Quick Start

Installation

To use OpenRLHF, first launch the docker container (Recommended) and pip install openrlhf inside the docker container:

# Launch the docker container
docker run --runtime=nvidia -it --rm --shm-size="10g" --cap-add=SYS_ADMIN -v $PWD:/openrlhf nvcr.io/nvidia/pytorch:24.07-py3 bash
pip uninstall xgboost transformer_engine flash_attn pynvml opencv-python-headless -y

# pip install
pip install openrlhf

# If you want to use vLLM acceleration (To install vLLM 0.8.5.post1)
pip install openrlhf[vllm]
# latest vLLM is also supported
pip install openrlhf[vllm_latest]
# Install vLLM, ring-flash-attention and Liger-Kernel
pip install openrlhf[vllm,ring,liger]

# pip install the latest version
pip install git+https://github.com/OpenRLHF/OpenRLHF.git

# Or git clone
git clone https://github.com/OpenRLHF/OpenRLHF.git
cd OpenRLHF
pip install -e .

Note

We recommend using vLLM 0.8.5.post1+. We also provided the Dockerfiles for vLLM and One-Click Installation Script of Nvidia-Docker.

Prepare Datasets

OpenRLHF provides multiple data processing methods in our dataset classes. Such as in the Prompt Dataset:

def preprocess_data(data, input_template=None, input_key="input", apply_chat_template=None) -> str:
   if apply_chat_template:
      chat = data[input_key]
      if isinstance(chat, str):
            chat = [{"role": "user", "content": chat}]
      prompt = apply_chat_template(chat, tokenize=False, add_generation_prompt=True)
   else:
      prompt = data[input_key]
      if input_template:
            prompt = input_template.format(prompt)
   return prompt
  • We can use --input_key to specify the JSON key name of the input datasets --prompt_data {name or path} (PPO) or --dataset {name or path}, and use --apply_chat_template to utilize the chat_template from the Huggingface Tokenizer.
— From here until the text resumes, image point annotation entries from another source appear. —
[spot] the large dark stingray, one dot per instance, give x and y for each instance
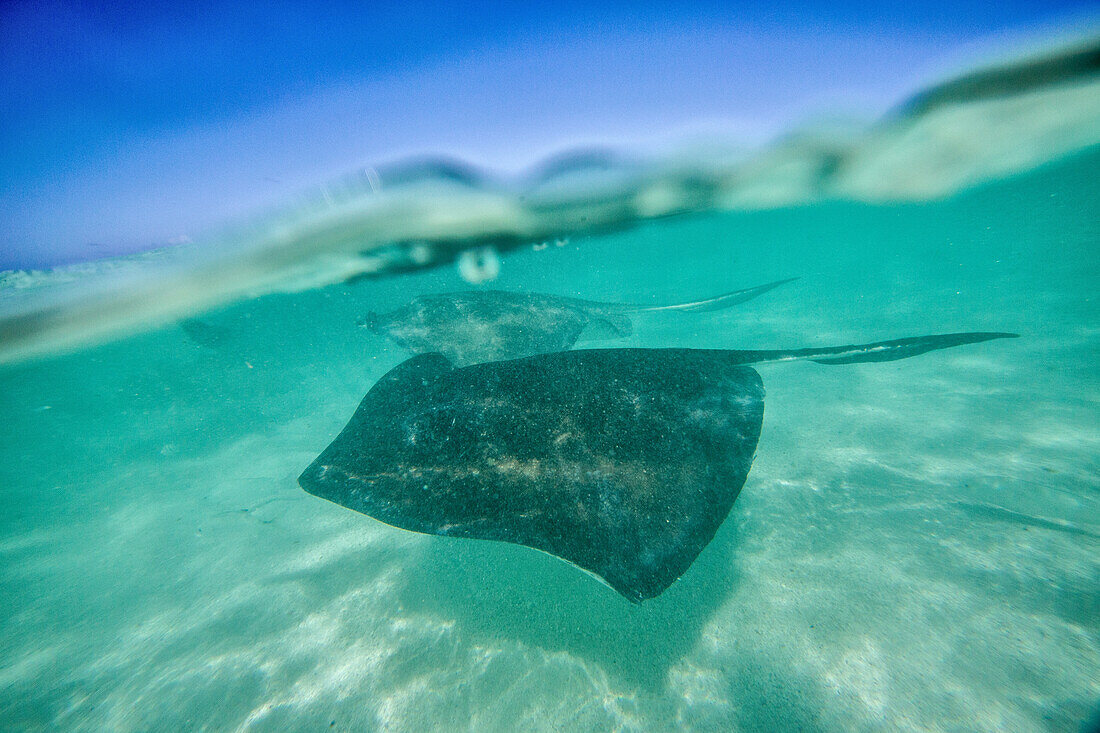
(479, 326)
(623, 461)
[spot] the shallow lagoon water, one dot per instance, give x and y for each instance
(917, 546)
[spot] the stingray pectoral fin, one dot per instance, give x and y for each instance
(878, 351)
(718, 302)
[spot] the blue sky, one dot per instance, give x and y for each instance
(135, 124)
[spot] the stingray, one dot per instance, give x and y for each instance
(480, 326)
(622, 461)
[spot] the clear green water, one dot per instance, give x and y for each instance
(917, 546)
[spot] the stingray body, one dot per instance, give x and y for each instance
(481, 326)
(622, 461)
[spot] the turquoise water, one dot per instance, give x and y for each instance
(915, 548)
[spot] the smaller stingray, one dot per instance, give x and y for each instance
(622, 461)
(480, 326)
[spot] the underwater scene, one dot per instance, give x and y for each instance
(800, 437)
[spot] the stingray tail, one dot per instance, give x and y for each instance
(878, 351)
(717, 303)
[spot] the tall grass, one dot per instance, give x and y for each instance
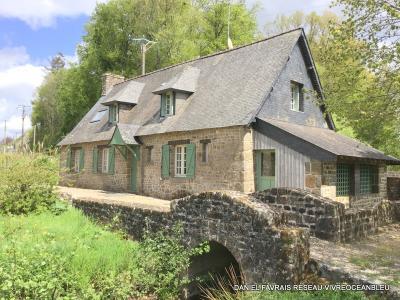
(91, 250)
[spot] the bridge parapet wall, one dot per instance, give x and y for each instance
(328, 219)
(266, 250)
(255, 233)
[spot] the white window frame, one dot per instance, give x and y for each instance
(77, 158)
(295, 96)
(105, 154)
(169, 105)
(180, 161)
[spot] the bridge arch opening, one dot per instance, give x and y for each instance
(212, 269)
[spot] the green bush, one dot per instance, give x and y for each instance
(27, 183)
(47, 256)
(162, 262)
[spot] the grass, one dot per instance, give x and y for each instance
(384, 257)
(91, 250)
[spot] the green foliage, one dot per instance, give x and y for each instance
(27, 183)
(320, 295)
(43, 256)
(360, 78)
(182, 29)
(161, 258)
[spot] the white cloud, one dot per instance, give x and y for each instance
(27, 74)
(14, 124)
(43, 13)
(13, 56)
(18, 82)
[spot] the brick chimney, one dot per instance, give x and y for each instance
(108, 81)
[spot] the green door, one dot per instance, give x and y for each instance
(265, 169)
(134, 164)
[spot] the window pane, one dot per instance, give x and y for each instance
(104, 160)
(180, 160)
(268, 163)
(343, 180)
(295, 101)
(369, 179)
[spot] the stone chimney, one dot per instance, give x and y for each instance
(108, 81)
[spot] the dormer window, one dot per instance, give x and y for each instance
(167, 104)
(113, 113)
(297, 97)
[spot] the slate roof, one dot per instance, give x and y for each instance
(230, 88)
(186, 81)
(126, 92)
(331, 141)
(128, 132)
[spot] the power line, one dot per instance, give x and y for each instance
(23, 115)
(145, 45)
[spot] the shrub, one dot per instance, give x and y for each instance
(43, 256)
(27, 183)
(162, 262)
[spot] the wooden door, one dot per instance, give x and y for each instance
(265, 169)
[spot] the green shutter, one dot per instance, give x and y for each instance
(162, 110)
(173, 102)
(258, 169)
(111, 160)
(69, 158)
(81, 159)
(190, 160)
(95, 159)
(165, 161)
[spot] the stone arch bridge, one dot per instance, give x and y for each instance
(253, 234)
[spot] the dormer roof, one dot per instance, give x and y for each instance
(186, 81)
(226, 89)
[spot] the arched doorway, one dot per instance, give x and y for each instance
(211, 269)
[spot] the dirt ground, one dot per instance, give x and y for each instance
(376, 258)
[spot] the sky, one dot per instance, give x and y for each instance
(31, 32)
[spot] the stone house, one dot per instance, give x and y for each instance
(244, 119)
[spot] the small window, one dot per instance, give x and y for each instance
(104, 160)
(204, 152)
(369, 179)
(268, 163)
(113, 113)
(180, 161)
(167, 104)
(344, 180)
(296, 96)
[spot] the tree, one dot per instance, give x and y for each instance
(376, 26)
(358, 87)
(182, 29)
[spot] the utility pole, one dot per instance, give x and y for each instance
(145, 45)
(34, 135)
(23, 108)
(5, 136)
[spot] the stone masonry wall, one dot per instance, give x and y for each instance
(329, 219)
(229, 165)
(393, 185)
(320, 178)
(255, 234)
(86, 178)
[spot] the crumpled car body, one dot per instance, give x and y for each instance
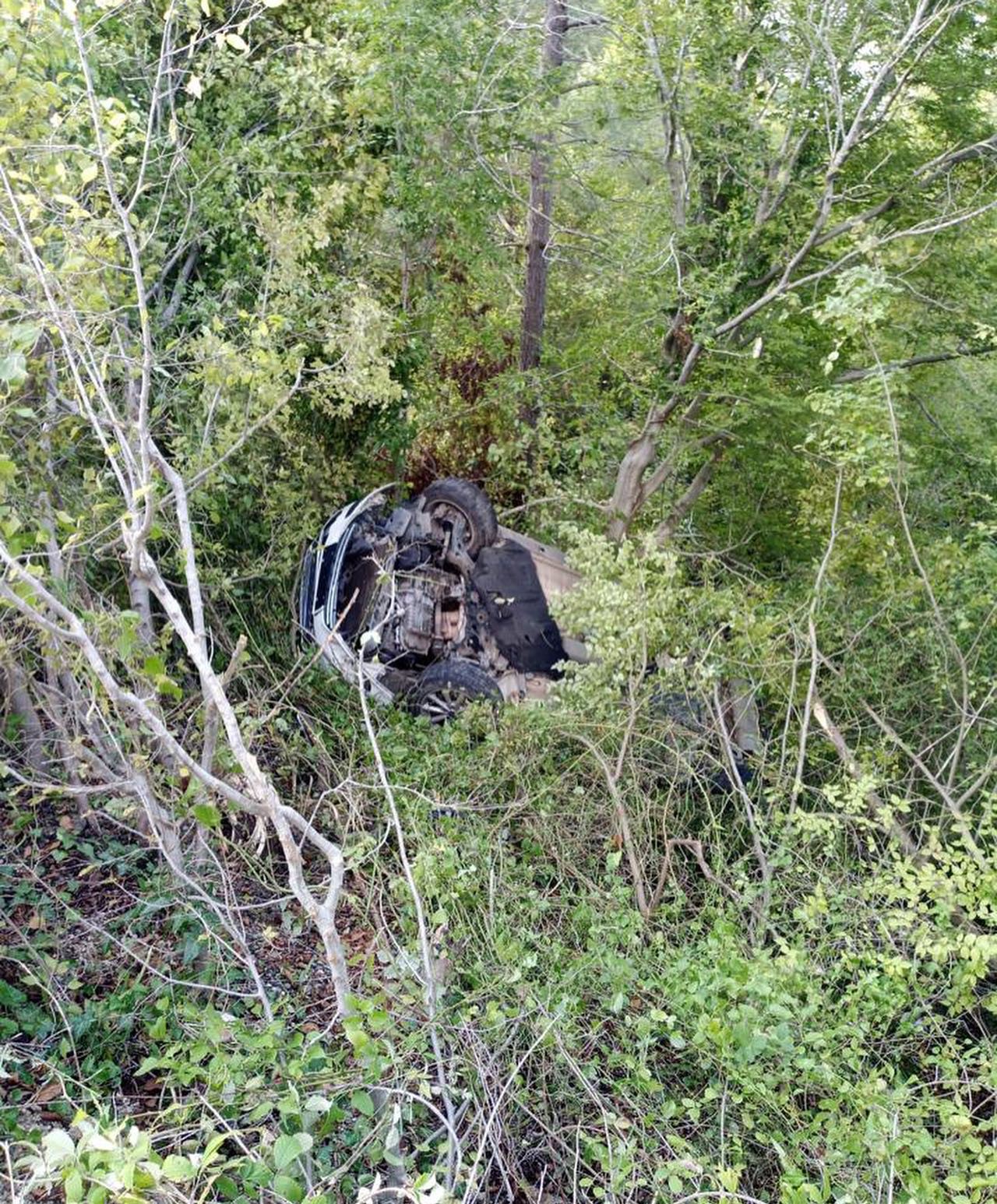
(432, 601)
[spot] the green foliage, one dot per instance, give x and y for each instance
(329, 209)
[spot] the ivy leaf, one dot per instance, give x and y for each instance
(289, 1146)
(207, 814)
(178, 1169)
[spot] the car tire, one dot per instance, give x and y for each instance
(445, 689)
(470, 504)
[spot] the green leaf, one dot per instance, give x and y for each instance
(288, 1188)
(74, 1188)
(291, 1146)
(207, 814)
(178, 1169)
(58, 1148)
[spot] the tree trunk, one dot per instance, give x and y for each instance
(541, 204)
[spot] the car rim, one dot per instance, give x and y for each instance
(443, 703)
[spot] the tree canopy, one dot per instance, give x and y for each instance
(701, 293)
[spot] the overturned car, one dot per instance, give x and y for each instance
(436, 601)
(434, 604)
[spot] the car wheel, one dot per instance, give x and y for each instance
(458, 501)
(445, 689)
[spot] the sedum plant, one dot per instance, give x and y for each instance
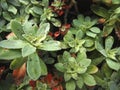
(59, 45)
(77, 70)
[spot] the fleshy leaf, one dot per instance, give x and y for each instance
(33, 66)
(60, 67)
(95, 29)
(92, 69)
(67, 76)
(89, 80)
(100, 48)
(8, 54)
(12, 9)
(113, 65)
(70, 85)
(100, 11)
(17, 29)
(109, 42)
(51, 46)
(80, 82)
(17, 63)
(43, 67)
(12, 44)
(43, 30)
(27, 50)
(107, 29)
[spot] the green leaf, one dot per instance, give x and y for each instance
(12, 9)
(107, 29)
(27, 50)
(55, 22)
(79, 34)
(89, 42)
(106, 70)
(100, 11)
(91, 34)
(68, 37)
(37, 10)
(67, 76)
(60, 67)
(8, 54)
(100, 48)
(89, 80)
(95, 29)
(70, 85)
(16, 27)
(81, 56)
(34, 66)
(115, 1)
(51, 46)
(117, 11)
(25, 2)
(7, 16)
(46, 3)
(16, 63)
(4, 4)
(109, 42)
(14, 2)
(43, 67)
(113, 65)
(12, 44)
(98, 60)
(43, 30)
(80, 82)
(100, 81)
(29, 27)
(92, 69)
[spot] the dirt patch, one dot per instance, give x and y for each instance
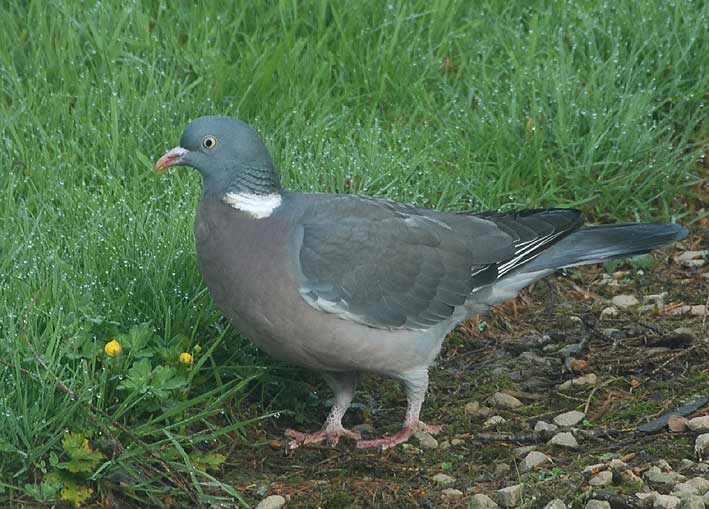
(646, 361)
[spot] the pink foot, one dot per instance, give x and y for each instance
(331, 436)
(400, 437)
  • If you don’t want to use --apply_chat_template, you can use --input_template instead, or preprocess the datasets offline in advance.

  • OpenRLHF also support mixing multiple datasets using --prompt_data_probs 0.1,0.4,0.5 (PPO) or --dataset_probs 0.1,0.4,0.5.

How Chat Templating Works:

dataset = [{"input_key": [
   {"role": "user", "content": "Hello, how are you?"},
   {"role": "assistant", "content": "I'm doing great. How can I help you today?"},
   {"role": "user", "content": "I'd like to show off how chat templating works!"},
]}]

tokenizer.apply_chat_template(dataset[0]["input_key"], tokenize=False)

"<s>[INST] Hello, how are you? [/INST]I'm doing great. How can I help you today?</s> [INST] I'd like to show off how chat templating works! [/INST]"

How to specify test datasets ?

Please set test datasets path using --eval_dataset {name or path}.

Note

The JSON key options depends on the specific datasets. See Reward Dataset and SFT Dataset

Pretrained Models

OpenRLHF’s model checkpoint is fully compatible with HuggingFace models. You can specify the model name or path using --pretrain, --reward_pretrain and --critic_pretrain. We have provided some pre-trained checkpoints and datasets on HuggingFace OpenRLHF.

RLHF with Ray and vLLM

Then you can use the startup scripts we provide in the examples directory, or start the training using the following command using Hybrid Engine:

python3 -m openrlhf.cli.train_ppo_ray \
   --ref_num_nodes 1 \
   --ref_num_gpus_per_node 8 \
   --reward_num_nodes 1 \
   --reward_num_gpus_per_node 8 \
   --actor_num_nodes 1 \
   --actor_num_gpus_per_node 8 \
   --vllm_num_engines 8 \
   --vllm_tensor_parallel_size 1 \
   --colocate_all_models \
   --vllm_gpu_memory_utilization 0.6 \
   --advantage_estimator reinforce \
   --pretrain OpenRLHF/Llama-3-8b-sft-mixture \
   --reward_pretrain OpenRLHF/Llama-3-8b-rm-700k \
   --save_path /openrlhf/examples/test_scripts/final/llama3-8b-rlhf \
   --ckpt_path /openrlhf/examples/test_scripts/ckpt/llama3-8b-rlhf \
   --save_hf_ckpt \
   --micro_train_batch_size 4 \
   --train_batch_size 128 \
   --micro_rollout_batch_size 8 \
   --rollout_batch_size 1024 \
   --n_samples_per_prompt 1 \
   --max_epochs 1 \
   --prompt_max_len 1024 \
   --max_samples 100000 \
   --generate_max_len 1024 \
   --zero_stage 3 \
   --bf16 \
   --actor_learning_rate 5e-7 \
   --critic_learning_rate 9e-6 \
   --init_kl_coef 1e-3 \
   --prompt_data OpenRLHF/prompt-collection-v0.1 \
   --input_key context_messages \
   --apply_chat_template \
   --normalize_reward \
   --gradient_checkpointing \
   --packing_samples \
   --vllm_sync_backend nccl \
   --enforce_eager \
   --vllm_enable_sleep \
   --deepspeed_enable_sleep
  • For more details about the PPO and other online RLHF algorithms with Ray and vLLM, please refer to PPO with Ray (vLLM).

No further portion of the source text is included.